Pioneering Adventure—Transforming Lives
You wake up in your Slumberjack bag to the smell of wood smoke and the sound of Doris “Mabel” Nielsen’s cheery whistle coming through the trees. You roll out of the Eureka Timberline tent—sore, tired—and she is there—joyful, awake—and she hands you a cup of tea or coffee to get you started on your day. You are one of her “Bird Dogs”— and you are here—leading at-risk kids on an experiential adventure through the woods.
For 26 years, Associate Professor of Recreation and Physical Education Doris Nielsen poured her energy into structuring experiences and opportunities for Houghton College students to enable them to develop the potential she believed they had within them. During that time, she spearheaded the creation of Houghton’s ropes course, launched the Highlander Wilderness Adventure program for freshman and transfer students, and developed Houghton’s recreation major. In 1988, Doris designed and ran the first STEP Adventure—an outdoor experiential program aimed at reaching at-risk youth in Allegany County— and, as always, she strapped on her own backpack and hiked along. In 1992, she became the program director for Upward Bound, a federally funded program designed to serve low-income high school students from Allegany and Cattaraugus counties whose parents had not gone to college. She founded Wilderness Adventures in 1993, a year-round program that offered Houghton’s experiential education to school groups. Through this program, her college students were able to have practical, hands-on leadership experience in the field of outdoor education. She retired in 1997.
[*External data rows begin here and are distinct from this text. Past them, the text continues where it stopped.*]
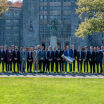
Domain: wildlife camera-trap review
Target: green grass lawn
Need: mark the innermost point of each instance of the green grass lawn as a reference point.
(51, 91)
(76, 68)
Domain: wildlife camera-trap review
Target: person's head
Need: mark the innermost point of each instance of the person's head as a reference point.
(86, 48)
(79, 48)
(95, 48)
(24, 48)
(72, 46)
(67, 47)
(5, 47)
(16, 47)
(91, 48)
(102, 47)
(50, 48)
(54, 48)
(98, 48)
(9, 49)
(46, 49)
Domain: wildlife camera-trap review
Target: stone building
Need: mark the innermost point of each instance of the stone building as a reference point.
(30, 24)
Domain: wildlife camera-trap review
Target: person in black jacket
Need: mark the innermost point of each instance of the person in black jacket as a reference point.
(58, 59)
(16, 59)
(50, 57)
(86, 58)
(29, 59)
(80, 57)
(74, 54)
(92, 58)
(62, 60)
(99, 58)
(42, 58)
(3, 57)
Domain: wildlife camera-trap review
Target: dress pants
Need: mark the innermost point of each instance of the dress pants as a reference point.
(18, 66)
(79, 66)
(9, 66)
(42, 62)
(23, 65)
(74, 66)
(70, 67)
(35, 65)
(29, 65)
(52, 65)
(92, 66)
(85, 65)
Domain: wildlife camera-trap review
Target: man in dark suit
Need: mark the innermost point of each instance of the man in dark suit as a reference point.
(3, 57)
(74, 55)
(42, 57)
(50, 57)
(62, 60)
(86, 58)
(68, 53)
(92, 57)
(29, 59)
(58, 59)
(9, 60)
(46, 60)
(80, 57)
(99, 58)
(16, 59)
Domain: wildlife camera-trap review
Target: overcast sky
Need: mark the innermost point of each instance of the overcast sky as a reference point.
(14, 0)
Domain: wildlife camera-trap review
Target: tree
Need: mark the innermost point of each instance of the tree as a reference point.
(92, 11)
(3, 6)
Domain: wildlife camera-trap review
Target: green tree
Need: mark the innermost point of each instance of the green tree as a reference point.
(93, 11)
(3, 6)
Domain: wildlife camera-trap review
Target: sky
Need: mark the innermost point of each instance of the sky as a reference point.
(14, 0)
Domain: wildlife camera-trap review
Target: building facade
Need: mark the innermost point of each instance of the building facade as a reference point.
(32, 24)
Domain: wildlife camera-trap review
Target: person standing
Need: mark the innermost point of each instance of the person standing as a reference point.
(35, 59)
(68, 53)
(86, 58)
(99, 59)
(3, 56)
(92, 58)
(50, 57)
(102, 49)
(62, 60)
(80, 57)
(58, 59)
(30, 59)
(16, 59)
(9, 60)
(23, 59)
(42, 56)
(74, 56)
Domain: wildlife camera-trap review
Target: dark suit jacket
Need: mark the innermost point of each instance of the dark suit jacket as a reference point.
(86, 55)
(80, 56)
(50, 56)
(9, 56)
(74, 53)
(68, 53)
(99, 57)
(30, 58)
(16, 56)
(42, 55)
(92, 57)
(3, 56)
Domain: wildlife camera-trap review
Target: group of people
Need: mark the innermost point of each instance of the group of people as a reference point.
(41, 59)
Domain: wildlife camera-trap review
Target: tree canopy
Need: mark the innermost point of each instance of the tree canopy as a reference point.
(93, 11)
(3, 6)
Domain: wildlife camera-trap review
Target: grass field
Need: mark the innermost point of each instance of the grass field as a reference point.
(51, 91)
(76, 68)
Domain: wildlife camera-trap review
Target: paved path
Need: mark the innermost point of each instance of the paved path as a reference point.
(32, 75)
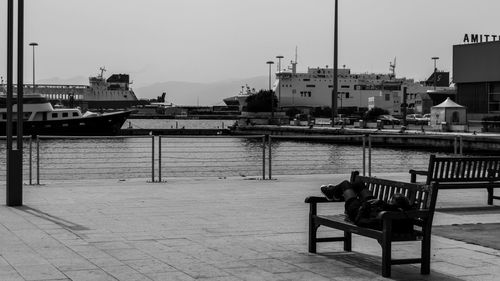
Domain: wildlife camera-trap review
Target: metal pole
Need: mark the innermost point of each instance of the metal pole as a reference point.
(20, 82)
(10, 66)
(461, 145)
(159, 159)
(152, 158)
(335, 65)
(270, 157)
(279, 81)
(369, 155)
(263, 157)
(37, 160)
(455, 144)
(364, 155)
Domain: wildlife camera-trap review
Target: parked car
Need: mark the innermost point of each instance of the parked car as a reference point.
(389, 120)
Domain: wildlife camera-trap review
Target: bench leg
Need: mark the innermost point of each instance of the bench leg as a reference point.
(490, 195)
(347, 241)
(386, 258)
(425, 266)
(312, 228)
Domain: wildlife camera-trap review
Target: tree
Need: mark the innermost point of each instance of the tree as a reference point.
(261, 102)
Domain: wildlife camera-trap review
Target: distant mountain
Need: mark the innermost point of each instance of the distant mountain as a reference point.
(189, 93)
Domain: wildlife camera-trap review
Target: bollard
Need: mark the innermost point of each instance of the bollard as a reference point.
(263, 157)
(152, 158)
(159, 158)
(37, 160)
(270, 156)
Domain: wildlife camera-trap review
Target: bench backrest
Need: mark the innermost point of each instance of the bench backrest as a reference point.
(422, 196)
(463, 169)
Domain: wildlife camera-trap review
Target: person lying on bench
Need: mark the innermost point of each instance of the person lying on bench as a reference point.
(362, 208)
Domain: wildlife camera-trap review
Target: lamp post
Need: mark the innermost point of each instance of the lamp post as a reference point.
(335, 65)
(33, 44)
(270, 91)
(279, 83)
(435, 70)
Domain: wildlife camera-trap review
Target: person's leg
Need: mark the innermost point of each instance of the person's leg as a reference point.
(335, 192)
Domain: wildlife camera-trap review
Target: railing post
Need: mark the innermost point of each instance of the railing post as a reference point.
(461, 145)
(369, 155)
(37, 160)
(152, 158)
(364, 155)
(159, 158)
(455, 146)
(264, 157)
(270, 157)
(31, 160)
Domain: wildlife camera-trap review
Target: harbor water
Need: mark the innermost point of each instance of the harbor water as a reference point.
(145, 157)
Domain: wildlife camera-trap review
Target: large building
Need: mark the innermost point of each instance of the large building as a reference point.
(476, 74)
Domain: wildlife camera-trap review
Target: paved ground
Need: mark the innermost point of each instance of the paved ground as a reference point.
(209, 229)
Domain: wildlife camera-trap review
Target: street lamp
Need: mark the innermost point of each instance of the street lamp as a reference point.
(435, 70)
(335, 65)
(270, 91)
(33, 44)
(279, 82)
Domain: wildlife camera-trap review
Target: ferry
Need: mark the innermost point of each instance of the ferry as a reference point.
(41, 118)
(102, 93)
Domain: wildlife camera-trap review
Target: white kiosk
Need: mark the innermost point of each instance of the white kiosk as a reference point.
(449, 116)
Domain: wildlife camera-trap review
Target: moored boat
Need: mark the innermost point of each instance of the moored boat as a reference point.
(41, 118)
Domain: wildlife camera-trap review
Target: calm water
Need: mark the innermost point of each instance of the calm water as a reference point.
(176, 123)
(125, 157)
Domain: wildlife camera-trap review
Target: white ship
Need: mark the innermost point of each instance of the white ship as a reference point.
(314, 88)
(101, 93)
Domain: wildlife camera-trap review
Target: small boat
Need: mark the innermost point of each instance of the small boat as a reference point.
(41, 118)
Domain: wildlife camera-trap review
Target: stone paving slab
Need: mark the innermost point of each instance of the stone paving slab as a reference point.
(211, 229)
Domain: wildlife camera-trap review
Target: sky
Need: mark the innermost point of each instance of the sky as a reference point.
(215, 40)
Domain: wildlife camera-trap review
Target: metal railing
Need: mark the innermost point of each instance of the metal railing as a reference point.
(258, 156)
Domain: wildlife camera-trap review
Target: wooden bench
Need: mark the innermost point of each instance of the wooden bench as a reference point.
(422, 196)
(463, 173)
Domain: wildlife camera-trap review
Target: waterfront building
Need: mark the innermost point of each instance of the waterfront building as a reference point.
(476, 74)
(357, 91)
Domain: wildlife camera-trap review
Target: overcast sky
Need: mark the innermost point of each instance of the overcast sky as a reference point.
(212, 40)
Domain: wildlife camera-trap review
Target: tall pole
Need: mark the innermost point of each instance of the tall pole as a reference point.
(435, 71)
(270, 90)
(14, 171)
(279, 81)
(34, 44)
(335, 65)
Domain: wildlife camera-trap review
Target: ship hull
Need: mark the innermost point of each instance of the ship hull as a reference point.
(104, 125)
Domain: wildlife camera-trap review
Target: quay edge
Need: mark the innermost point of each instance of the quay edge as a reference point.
(442, 141)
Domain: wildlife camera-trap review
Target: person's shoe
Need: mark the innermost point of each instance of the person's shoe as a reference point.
(332, 192)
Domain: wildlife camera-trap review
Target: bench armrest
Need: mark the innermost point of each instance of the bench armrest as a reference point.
(414, 173)
(412, 214)
(318, 199)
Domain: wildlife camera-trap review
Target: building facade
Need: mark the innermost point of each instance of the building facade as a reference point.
(476, 74)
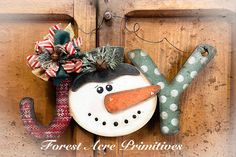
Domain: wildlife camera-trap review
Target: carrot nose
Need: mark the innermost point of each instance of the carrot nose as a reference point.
(119, 101)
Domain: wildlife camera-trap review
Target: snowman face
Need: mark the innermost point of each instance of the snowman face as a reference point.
(88, 109)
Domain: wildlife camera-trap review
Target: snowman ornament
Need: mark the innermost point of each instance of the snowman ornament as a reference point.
(112, 98)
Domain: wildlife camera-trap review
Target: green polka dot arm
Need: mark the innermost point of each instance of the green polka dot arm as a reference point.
(171, 92)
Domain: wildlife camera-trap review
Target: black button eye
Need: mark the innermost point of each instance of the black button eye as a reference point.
(109, 87)
(99, 90)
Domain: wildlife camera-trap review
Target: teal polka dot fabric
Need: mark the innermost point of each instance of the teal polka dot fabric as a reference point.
(170, 92)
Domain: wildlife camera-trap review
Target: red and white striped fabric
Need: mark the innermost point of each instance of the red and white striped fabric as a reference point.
(70, 47)
(48, 43)
(70, 66)
(52, 71)
(32, 61)
(52, 33)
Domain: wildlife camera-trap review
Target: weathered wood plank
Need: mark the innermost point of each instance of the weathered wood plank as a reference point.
(37, 7)
(205, 106)
(85, 19)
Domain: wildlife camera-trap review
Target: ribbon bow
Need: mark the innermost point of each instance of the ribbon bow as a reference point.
(56, 50)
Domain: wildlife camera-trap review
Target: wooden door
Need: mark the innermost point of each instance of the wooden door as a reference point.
(207, 106)
(23, 22)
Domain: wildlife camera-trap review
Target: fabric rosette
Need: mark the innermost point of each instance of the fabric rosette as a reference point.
(57, 55)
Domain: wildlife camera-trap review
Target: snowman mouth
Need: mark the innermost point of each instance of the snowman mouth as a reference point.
(116, 123)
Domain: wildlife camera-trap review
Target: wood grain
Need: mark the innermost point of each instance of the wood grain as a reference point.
(37, 7)
(205, 105)
(85, 19)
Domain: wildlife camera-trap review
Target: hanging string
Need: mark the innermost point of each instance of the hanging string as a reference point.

“Her energy for being a catalyst was truly remarkable. But she did not just build programs; it was always about the people,” comments Nate Ransil ’93, director of Program Ministries at Sandy Cove Ministries. “She saw potential in us that we were not sure was there. She would say, ‘You know what you should do? You should be a STEP leader, Highlander leader, Upward Bound Tutor’—and we did!”
By the time the group finishes cooking their breakfast over the fire—Richmoor scrambled eggs that haven’t quite rehydrated correctly—Mabel has already been up for hours. Bible read, prayer list covered—she is ready to share a devotional thought with everyone from her dog-eared copy of Streams in the Desert. “Only the soul that knows the mighty grief can know the mighty rapture,” she reads. “Sorrows come to stretch out spaces in the heart for joy.”
Doris “Mabel” (Garret ’71) Nielsen passed away on August 10, 2017. She is survived by her children, Marla (Nielsen ’83) Omdal and her husband, Dr. Daniel Omdal ’84; Dorislee “Dee” (Nielsen ’86) and Maher Dandan; Timothy Nielsen ’90 and Adina Nielsen; and six grandchildren including, Carly Omdal ‘15 and Jens Omdal ’16. She was preceded in death by her husband of 57 years, Ken Nielsen, and their son, Dale.